Loin des images d’Epinal et de caricatures récentes, parmi ces papes, onze ont fait l’histoire de la papauté et du monde.

1 – Une histoire contrastée.

265 papes se sont succédés depuis Pierre, premier chef de l’Eglise.
- Léon 1er (440-461), le plus grand pape de l’Antiquité, saint et docteur de l’Eglise, fut “un avocat de l’incarnation et un habile politique” négociant avec Attila, puis les Vandales dont il obtint qu’ils contiennent les saccages de Rome : il instaure l’autorité et organise l’église, se substitue au pouvoir impérial romain décadent et sauve son unité.

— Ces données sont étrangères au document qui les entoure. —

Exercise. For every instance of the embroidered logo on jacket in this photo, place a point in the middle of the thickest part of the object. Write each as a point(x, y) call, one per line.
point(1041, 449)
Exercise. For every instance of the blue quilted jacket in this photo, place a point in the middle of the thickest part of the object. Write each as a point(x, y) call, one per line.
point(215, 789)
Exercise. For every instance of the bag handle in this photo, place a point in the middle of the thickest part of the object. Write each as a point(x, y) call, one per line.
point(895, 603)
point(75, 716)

- Grégoire 1er (590-604) rêve d’être moine mais les romains le placent à la tête de l’Eglise. Erudit, Préfet de la Ville, il assure la transition entre l’Antiquité et le Moyen Age, ouvre Rome dès le VIème siècle vers l’Angleterre et l’Europe du Nord, y envoie des missionnaires.

- Grégoire VII (1073-1085), ancien moine de Cluny, auteur de “la réforme grégorienne,” crée la papauté impériale, renforce l’indépendance de l’Eglise face aux souverains, et tient la main de la nomination des pères abbés et des évêques.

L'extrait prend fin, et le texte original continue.